I got my keys together, barely able to find the right key to open my door.
But the door was unlocked.
I pushed it open.  With all that had happened it was possible I had left the door unlocked.  Anything was possible today. 
“Hello?” I pushed inside.  I wondered if my Dad was over.  Maybe he had decided to pull himself up from the rat hole he lived in to come and prey on my pain.  He liked that too.  Everything and everybody in my life was porous and dry.  Empty, lifeless concrete.  Pour pain on it and it sucked it up.
No one answered. 
I walked into my kitchen and on the table there was a line of photographs.  They were perfectly arranged in a straight, perfect line.  Each photograph was of a face.  Each photograph had been taken by her, and each face was arranged from the photographs of the concrete man.
Through the camera lens though, the face was clear.  It was clearer than the images of the stone man.  I’d only seen a couple of her photographs of the collages.  Not all these.  The faces were dead faces.  I’d always said they were dead.

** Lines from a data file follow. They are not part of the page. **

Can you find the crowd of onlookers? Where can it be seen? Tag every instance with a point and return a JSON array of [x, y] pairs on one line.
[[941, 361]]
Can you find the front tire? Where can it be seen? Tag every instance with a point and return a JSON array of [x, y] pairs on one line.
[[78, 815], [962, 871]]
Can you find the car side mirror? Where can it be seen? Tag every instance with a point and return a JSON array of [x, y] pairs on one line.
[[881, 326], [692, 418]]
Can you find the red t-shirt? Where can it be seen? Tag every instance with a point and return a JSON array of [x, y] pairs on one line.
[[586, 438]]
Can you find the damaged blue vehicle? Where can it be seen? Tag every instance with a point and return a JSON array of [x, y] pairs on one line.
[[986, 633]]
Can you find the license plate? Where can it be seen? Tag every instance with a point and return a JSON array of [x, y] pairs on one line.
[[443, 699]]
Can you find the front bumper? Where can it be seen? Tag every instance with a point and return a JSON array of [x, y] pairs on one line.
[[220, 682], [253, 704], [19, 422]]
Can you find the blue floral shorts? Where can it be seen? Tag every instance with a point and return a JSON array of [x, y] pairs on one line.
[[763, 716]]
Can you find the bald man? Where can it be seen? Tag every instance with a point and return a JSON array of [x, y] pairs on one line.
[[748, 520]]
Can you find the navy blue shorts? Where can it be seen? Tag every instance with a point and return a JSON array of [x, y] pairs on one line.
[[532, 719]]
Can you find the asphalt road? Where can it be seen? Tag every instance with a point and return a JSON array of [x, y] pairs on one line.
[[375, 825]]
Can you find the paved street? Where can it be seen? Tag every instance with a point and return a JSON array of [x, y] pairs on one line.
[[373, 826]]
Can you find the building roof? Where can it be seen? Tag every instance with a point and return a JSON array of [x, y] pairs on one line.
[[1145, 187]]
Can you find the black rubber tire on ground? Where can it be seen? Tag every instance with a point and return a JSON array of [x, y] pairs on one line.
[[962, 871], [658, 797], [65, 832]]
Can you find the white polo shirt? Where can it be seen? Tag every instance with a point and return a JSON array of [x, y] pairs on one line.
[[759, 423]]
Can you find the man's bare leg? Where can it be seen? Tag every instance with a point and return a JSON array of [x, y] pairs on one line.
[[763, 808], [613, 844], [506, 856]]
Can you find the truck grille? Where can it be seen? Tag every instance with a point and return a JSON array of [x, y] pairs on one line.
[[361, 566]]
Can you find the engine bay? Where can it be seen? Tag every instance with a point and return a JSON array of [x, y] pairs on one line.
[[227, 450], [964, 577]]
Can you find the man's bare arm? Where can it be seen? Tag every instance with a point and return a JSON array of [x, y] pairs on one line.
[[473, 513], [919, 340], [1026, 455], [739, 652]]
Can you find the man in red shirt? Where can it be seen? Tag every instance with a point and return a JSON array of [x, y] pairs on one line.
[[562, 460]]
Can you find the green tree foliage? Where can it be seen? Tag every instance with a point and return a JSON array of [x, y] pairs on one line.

They were images of dead men and women.
Not arranged faces that ‘looked like they’d fallen asleep’.  These were instead images of slack jaws, dry lips.  Eyes open.  Eyes slack.  These were the faces of the dead.  They were faces before they were touched.
I felt sick.
I walked out of my kitchen into the living room.
And I stared at the face of my little boy.  It might not be there for other people.  They might see just color of a collage as large as the room.  They might even lose focus on the photos themselves and if they blurred their eyes a bit, they might make out something else.  They might see that there were eyes, and a chin.  Maybe he was young.  Other people wouldn’t see what I saw.
I saw it like it was through the camera lens, others could see him this.
But he stared up at me.  His eyes were open, his jaw hung limp, broken in two places, his baby teeth showing up from dark gums.  It was his face.  It was his broken face.
She had arranged them – not hundreds of photographs, but thousands.  Thousands of photographs of this concrete man.  I squatted down and looked at them.  They all nearly looked the same, but they weren’t.  The photos caught him from slightly different angles, in different sunlight, in different seasons.  In some he was slightly damp from rain.  One had snow in a corner.  In all the photos the concrete man was crawling free from the man-made world around him.  He was clawing free, he wanted out.
And he wanted out thousands of times.
My son’s mother had taken all of these photos.
A chill ran up his spine.
“There you are,” I heard quietly.
There was a single shutter click.
Beth was standing in the hallways to my right.
She lowered the camera down slowly not looking at me.
While I looked at her cold face I realized that he had her.  These concrete man had her.  He was clawing at her like he was at the world.  He shattered her like he shattered that well cover.  He pulled her down into his world.  His world that sucked at the life we have.
She was burdened with his need.
Burdened with capturing the last images of death.
He might even be drawing death to her.
It was the last thought I would ever have as she traded her camera for a revolver.
A tiny black revolver.
She blamed me for our little boy’s death, and rightfully so.  That wasn’t why I was dying today though.  I died because the concrete man needed my life.  He needed me to claw further into the world.
The bullet hit my face and I fell into the false man’s image of my son and there, blood leaving my face, he drank up my soul.





* PS. The picture I gave Reggie is a famous landmark here in Seattle. The Fremont Troll. It's a two or three story tall sculpture made under Seattle's Aurora Bridge. In his hand, is an actual VW Beetle, to give you a sense of the size. It was an artistic rendering of the Troll in the Billy Goat's Gruff.  :) If you are ever in Seattle, you have to see it. It's pretty cool.